Core inflation's unexpected rise last month could stall hopes for rate cuts, delivering fresh economic challenges to the Biden-Harris administration just ahead of the Federal Reserve’s key policy meeting.
In a potential setback for the Biden-Harris administration, core inflation rose more than anticipated in September, casting doubt on the likelihood of swift rate cuts. The Federal Reserve’s preferred inflation gauge, the core Personal Consumption Expenditures (PCE) price index, saw a year-over-year increase of 2.7%, slightly higher than forecasted and marking its largest monthly gain since April.
The persistent inflation pressures suggest that the Fed, led by Chair Jerome Powell, may need to take a slower approach to future rate cuts. While overall inflation settled at 2.1%—the lowest in nearly three years—the core PCE, which excludes food and energy, reflects resilient consumer spending, ongoing wage growth, and impacts from recent labor strikes.

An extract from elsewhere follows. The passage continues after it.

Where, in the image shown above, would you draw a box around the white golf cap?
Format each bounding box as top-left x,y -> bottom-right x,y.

The economic backdrop of higher inflation and a solid labor market complicates matters for the Fed, which is expected to announce its latest rate decision next week following its Nov. 6-7 policy meeting. Many economists anticipate a cautious quarter-point cut, though Fed officials will likely weigh the effects of recent storms and potential job market disruptions before making any significant moves.
For the Biden-Harris administration, which has touted economic recovery efforts, rising core inflation could prove challenging, particularly as volatile markets and the upcoming election introduce additional economic uncertainty.